Lemmings Forums

Lix => Lix Main => Topic started by: Simon on July 31, 2023, 03:28:05 AM

Title: Bit pushing in the Lix struct
Post by: Simon on July 31, 2023, 03:28:05 AM
Here's some loose rambling from pushing source code around. I don't have concrete plans to rework anything here, but I've re-examined the existing memory layout this weekend. Thus, why not write it down, maybe it's of interest.

A lix (the struct Lixxie that describes a single lix) is 56 bytes long, assuming we're on a 64-bit machine with 64-bit pointers. The layout is roughly like this:

Bytes 0-32: The lix's job, an emplaced subclass of Job.
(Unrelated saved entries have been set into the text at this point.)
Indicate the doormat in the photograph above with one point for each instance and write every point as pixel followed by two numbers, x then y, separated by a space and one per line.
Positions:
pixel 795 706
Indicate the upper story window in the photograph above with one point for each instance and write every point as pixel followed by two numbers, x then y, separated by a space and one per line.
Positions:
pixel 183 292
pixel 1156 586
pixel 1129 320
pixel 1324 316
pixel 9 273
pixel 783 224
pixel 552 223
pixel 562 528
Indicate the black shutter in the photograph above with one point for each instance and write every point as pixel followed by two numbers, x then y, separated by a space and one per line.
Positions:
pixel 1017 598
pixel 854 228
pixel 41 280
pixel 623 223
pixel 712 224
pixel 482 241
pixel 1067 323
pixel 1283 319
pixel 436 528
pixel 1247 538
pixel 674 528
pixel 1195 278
All subclasses fit into 32 bytes.
Bytes 32-36: Position as two 2-byte integers
Bytes 36-38: 2-byte bitset for all the bools such as facing direction, ability to climb, ...
Bytes 38-40: Queued fling speed as two 1-byte integers
Byte 40: Style (color, player affiliation)
Byte 41: Encounters (water, exits, ...) during the current physics update
Byte 42: Exploder timer in multiplayer
Bytes 43-48: unused (5 bytes)
Bytes 48-56: Pointer to the entire physical world. Kitchen sink object, only filled & used during updating.
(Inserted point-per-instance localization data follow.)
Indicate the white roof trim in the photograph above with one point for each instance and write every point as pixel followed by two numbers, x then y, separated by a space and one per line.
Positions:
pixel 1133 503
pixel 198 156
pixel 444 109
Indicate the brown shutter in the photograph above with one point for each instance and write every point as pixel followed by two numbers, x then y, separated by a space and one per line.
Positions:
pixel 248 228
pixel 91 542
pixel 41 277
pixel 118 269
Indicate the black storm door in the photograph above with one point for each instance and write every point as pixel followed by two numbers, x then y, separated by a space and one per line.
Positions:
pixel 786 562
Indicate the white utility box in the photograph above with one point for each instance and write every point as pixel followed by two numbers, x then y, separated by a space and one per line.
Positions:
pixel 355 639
The first 32 bytes of that are the emplaced Job; in detail, the Job looks like this:

Bytes 0-8: vtable pointer for the Job class object
Bytes 8-16: monitor pointer for the Job class, an unused (?) multithreading D object per class object
Byte 16: Activity (determines vertical frame in the spritesheet)
Byte 17: Horizontal frame in the spritesheet
Bytes 18-32: Subclass payload: Job subclasses define it, e.g., leftover builder bricks, miner anti-shock

Things in the Job subclass are properly aligned. If the first field wants to be 4-byte-aligned (e.g., the common 32-bit int, which has size 4 and alignment 4), it goes at byte 20 in the Job, with bytes 18 and 19 unused padding. In D as in C++, a single-inheriting subclass starts its data after the base class's data, and the base class's data comes after the hidden vtable pointer (and in D the monitor pointer).

+----------------------+
| 0-8: vpointer of Job |
+----------------------+
| 8-16: monitor of Job |
+--+--+----------------+
|Ac|fr|      18-32:    |
+--+--+     subclass   |
|           payload    |
+----------+-----+-----+
| 32-36:pos|flags|fling|
+--+--+--+-+-----+-----+
|st|en|tm|  5 unused   |
+--+--+--+-------------+
| 48-56: world pointer |
+----------------------+





Cache lines in most computers are 64 bytes. If you fit into a cache line, you're quick to load.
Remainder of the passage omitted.